Utilizzo dei sottoprodotti dell’industria agro-alimentare nell’allevamento biologico dei ruminanti minori di A. Facciolongo

I derivati dell’industria agro-alimentare, comunemente chiamati sottoprodotti, vengono tradizionalmente inclusi nella dieta dei piccoli ruminanti grazie alla loro elevata disponibilità quantitativa e al contenuto in fibra e proteine. Questi, inoltre, contengono anche composti bioattivi quali i polifenoli, dotati di importanti proprietà benefiche nei confronti dell’uomo e degli animali, per cui gli alimenti che li contengono sono considerati funzionali e, quindi, l’inclusione dei sottoprodotti nella dieta degli ovi-caprini in allevamento biologico potrebbe risultare molto vantaggiosa.

I sottoprodotti agro-industriali, comunque, devono provenire  da colture biologiche e non devono essere stati sottoposti a trattamenti vietati dai regolamenti inerenti l’agricoltura biologica. Gli effetti benefici dell’impiego dei residui dell’industria di trasformazione li possiamo riconoscere  tanto a carico della salute degli animali che in ambito produttivo, con ricadute sulle performance e sulla produzione di carne e latte. I composti ricchi in tannini riducono lo stress ossidativo e hanno attività antielmintica e, pertanto, costituiscono un rimedio naturale contro i parassiti gastrointestinali, consentendo di ridurre l’uso di farmaci di sintesi che possono dare farmacoresistenza. Sottoprodotti ricchi in tannini condensati migliorano le performance produttive in quanto hanno la capacità di legare le proteine della dieta sottraendole in parte alla degradazione ruminale e aumentandone la disponibilità a livello intestinale. L’inclusione di vinacce a basse dosi (5 e 10%)  o di sansa di olive, insilata nella dieta, determina un aumento del ritmo di accrescimento e sostiene le performance produttive. Circa la qualità del latte,effetti positivi sul profilo acidico, in termini di aumento degli acidi grassi polinsaturi (PUFA) e diminuzione degli acidi grassi saturi (SFA), sono stati riscontrati somministrando agli animali foglie di olivo, sansa d’oliva, semi di melagrana o sottoprodotti della lavorazione del pomodoro.

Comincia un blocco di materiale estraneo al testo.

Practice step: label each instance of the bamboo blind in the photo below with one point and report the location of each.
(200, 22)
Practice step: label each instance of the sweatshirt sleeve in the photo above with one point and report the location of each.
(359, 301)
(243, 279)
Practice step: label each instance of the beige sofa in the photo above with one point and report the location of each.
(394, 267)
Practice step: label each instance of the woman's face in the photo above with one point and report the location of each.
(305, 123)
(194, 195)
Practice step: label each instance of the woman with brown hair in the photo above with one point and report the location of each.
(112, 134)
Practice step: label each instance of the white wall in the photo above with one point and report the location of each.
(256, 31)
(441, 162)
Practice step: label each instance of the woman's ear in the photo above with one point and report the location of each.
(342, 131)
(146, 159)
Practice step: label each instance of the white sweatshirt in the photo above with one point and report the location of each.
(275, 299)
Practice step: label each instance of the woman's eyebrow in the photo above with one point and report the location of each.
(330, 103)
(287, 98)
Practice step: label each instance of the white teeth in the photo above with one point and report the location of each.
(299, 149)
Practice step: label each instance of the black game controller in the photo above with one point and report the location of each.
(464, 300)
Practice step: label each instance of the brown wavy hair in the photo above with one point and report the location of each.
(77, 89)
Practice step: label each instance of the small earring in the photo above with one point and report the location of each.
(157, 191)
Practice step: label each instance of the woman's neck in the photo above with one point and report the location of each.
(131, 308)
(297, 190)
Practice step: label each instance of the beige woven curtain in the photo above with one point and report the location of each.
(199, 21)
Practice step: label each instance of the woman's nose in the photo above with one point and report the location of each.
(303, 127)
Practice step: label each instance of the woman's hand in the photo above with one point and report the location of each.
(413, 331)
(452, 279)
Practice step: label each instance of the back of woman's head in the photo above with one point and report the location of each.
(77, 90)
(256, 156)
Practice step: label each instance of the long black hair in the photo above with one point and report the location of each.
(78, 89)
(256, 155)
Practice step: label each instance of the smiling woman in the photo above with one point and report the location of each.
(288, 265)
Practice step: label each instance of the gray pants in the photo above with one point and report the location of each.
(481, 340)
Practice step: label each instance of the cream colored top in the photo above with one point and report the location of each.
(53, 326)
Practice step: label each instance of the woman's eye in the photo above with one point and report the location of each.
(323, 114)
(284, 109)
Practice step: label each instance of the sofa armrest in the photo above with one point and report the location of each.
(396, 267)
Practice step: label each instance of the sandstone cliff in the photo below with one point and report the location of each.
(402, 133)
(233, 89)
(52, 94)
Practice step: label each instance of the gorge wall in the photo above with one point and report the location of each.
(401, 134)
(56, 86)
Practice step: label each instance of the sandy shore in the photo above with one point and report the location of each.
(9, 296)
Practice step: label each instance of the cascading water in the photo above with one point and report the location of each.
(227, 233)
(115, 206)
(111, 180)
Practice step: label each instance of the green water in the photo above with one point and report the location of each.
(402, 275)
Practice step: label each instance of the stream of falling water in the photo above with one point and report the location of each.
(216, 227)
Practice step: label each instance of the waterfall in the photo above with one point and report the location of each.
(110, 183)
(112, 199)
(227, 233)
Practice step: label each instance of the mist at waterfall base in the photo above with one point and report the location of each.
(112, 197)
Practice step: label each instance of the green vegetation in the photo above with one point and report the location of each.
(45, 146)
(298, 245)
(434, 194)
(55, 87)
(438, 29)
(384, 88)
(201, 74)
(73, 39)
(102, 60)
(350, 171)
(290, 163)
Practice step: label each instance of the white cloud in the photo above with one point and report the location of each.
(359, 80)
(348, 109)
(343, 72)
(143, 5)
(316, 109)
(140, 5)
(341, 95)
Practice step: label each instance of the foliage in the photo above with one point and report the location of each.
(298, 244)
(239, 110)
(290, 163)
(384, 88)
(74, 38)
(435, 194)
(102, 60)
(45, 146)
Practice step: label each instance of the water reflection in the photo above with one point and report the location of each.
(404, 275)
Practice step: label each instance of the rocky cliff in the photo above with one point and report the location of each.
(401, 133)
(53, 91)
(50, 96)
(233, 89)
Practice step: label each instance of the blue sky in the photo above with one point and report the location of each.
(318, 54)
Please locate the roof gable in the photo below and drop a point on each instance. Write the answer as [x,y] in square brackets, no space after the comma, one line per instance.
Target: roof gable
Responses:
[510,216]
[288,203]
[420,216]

In relazione agli effetti sulla qualità della carne bisogna sottolineare chel’ossidazione dei lipidi rappresenta la causa principale del deterioramento di aroma, gusto e aspetto della carne, caratteristiche che ne condizionano il gradimento del consumatore.

L’integrazione della dieta con i polifenoli, presenti in molti sottoprodotti, migliora la stabilità ossidativa dei lipidi nella carne di capretti e capre adulte alimentate con dosi crescenti di polpa o farina di semi di melagrana; nelle pecore un aumento della shelf-life della carne è stato ottenuto con la somministrazione di vinacce e vinaccioli.

In Puglia, per caratteristiche nutrizionali e quantità disponibili, i sottoprodotti che meritano più attenzione sono: le foglie e la polpa denocciolata dell’olivo, ricche in oleuropeina e polifenoli, le buccette d’uva, ricche in resveratrolo, le foglie e le brattee di carciofo ricche in  acido caffeico, acido clorogenico e cinarina, la buccia di pomodoro, ricca in licopene. Inoltre, si va sempre più diffondendo la coltivazione del melograno, anche in sostituzione di oliveti distrutti dalla xylella, la cui polpa è ricca di sali minerali, vitamine, tannini, flavonoidi e con proprietà astringenti, antidiarroiche, vermifughe, antielmintiche.